На вопрос: “ – Что случилось?”
Он мотнул головой, будто хотел отделаться от мыслей, которые привели его ко мне. Последний раз я видел Виктора таким, когда он получил отказ от центра.
“ Ваши воспоминания не стоят желаемого курса, сэр”.
В тот вечер Виктор повторял эти слова снова и снова, но гнев стих лишь после четвертого бокала бренди. Он злился, но больше стыдился, что вообще обратился в центр. Виктор всегда хотел быть мастером памяти, но для такого, нужно быть настоящим “богачом”. А багаж знаний Виктора не то что бы скуден, скорее ограничен в использовании.
− Помнишь, я хотел стать мастером памяти?..
Я лишь мотнул головой и убрал от Виктора взгляд, чтобы бы ему было легче говорить.
− … в реальном времени мне потребовались бы годы, не говоря уже о специальных курсах, на которые берут далеко не всех.
Он говорил об этом так, будто я не видел, как из раза в раз, он роется на полках с книгами, в надежде найти хоть что-то по психологии и неврологии. Но Виктор итак был растерян, и я решил подыграть ему. Надеюсь, вы меня не осудите. Тем более, что моя ложь развязала ему язык, и он выложил все.

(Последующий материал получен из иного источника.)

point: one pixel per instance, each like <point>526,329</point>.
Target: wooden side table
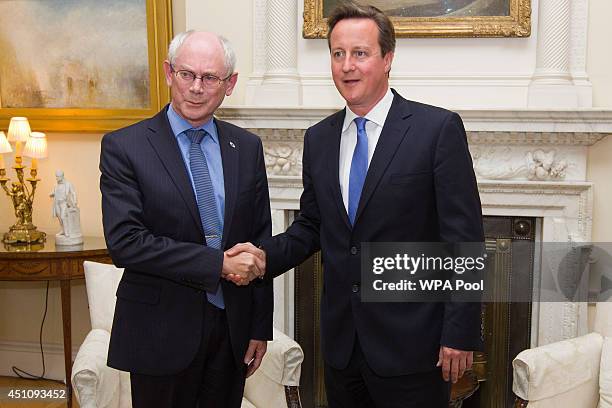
<point>49,262</point>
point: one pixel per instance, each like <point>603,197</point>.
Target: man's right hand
<point>243,263</point>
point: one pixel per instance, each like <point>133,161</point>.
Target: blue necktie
<point>359,168</point>
<point>207,205</point>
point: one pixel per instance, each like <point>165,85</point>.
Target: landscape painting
<point>74,54</point>
<point>435,18</point>
<point>435,8</point>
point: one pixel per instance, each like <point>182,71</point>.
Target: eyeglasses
<point>208,80</point>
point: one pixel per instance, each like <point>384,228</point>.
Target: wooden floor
<point>13,383</point>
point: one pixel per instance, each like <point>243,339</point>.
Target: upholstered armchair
<point>274,384</point>
<point>574,373</point>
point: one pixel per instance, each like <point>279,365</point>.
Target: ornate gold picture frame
<point>411,20</point>
<point>51,97</point>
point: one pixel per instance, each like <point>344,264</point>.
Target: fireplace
<point>505,326</point>
<point>530,165</point>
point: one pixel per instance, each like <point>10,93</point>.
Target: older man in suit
<point>384,169</point>
<point>177,189</point>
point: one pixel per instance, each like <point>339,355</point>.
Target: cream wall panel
<point>599,68</point>
<point>233,20</point>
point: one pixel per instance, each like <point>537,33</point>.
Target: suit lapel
<point>395,129</point>
<point>230,154</point>
<point>166,146</point>
<point>333,161</point>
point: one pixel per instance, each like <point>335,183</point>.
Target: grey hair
<point>228,51</point>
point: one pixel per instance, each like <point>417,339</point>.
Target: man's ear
<point>168,72</point>
<point>231,83</point>
<point>388,61</point>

− … Так вот…Я часто мою полы, пока проводят процедуру. Все равно никто не обращает на меня внимания. Зато я могу наблюдать за всем, что происходит в зале.
Пот валил с него ручьем и капал в уже остывший чай.
− Последнее время я стал замечать добавочный элемент в некоторых воспоминаниях.
Виктор замялся и схватился за голову, будто его одолевала жуткая боль.
− Как бы тебе объяснить… Воспоминания, полученные от человека, − это многоуровневая конструкция. Основу составляет само событие, все остальное, детали, обстановка, время видоизменяется новым носителем после внедрения. Можно назвать это защитной реакцией мозга, неким фильтром, который не позволяет нам усомниться в реальности полученной информации. Будь иначе, люди сходили бы с ума. На экране компьютера воспоминание выглядит как набор электромагнитных сигналов, его аппарат подает напрямую в мозг во время записи. Эти сигналы идут друг за другом в определенном порядке. Это как играть мелодию на пианино. Нажмешь не на ту клавишу и испортишь все произведение. Выдашь одну ноту дважды, и это будет совсем другая мелодия.
Уже в тот момент я начал понимать, что ничего хорошего не услышу.
−…Я увидел, как в известную песню добавили лишнюю ноту. Этой ноты не должно быть там. Она отвечает совсем за другое.
− И за что же?
Виктор промолчал, отставил в сторону чашку и придвинулся ко мне ближе.
− За то, чего этот человек не просил. – От того, что у Виктора смердело изо рта, слушать его было еще невыносимей. –Я видел эту лишнюю деталь как минимум у десяти человек и еще у десяти на следующий день и так далее. Я не знаю, что они добавляют, но это что-то, без сомнения, важное. Иначе они бы так это не скрывали.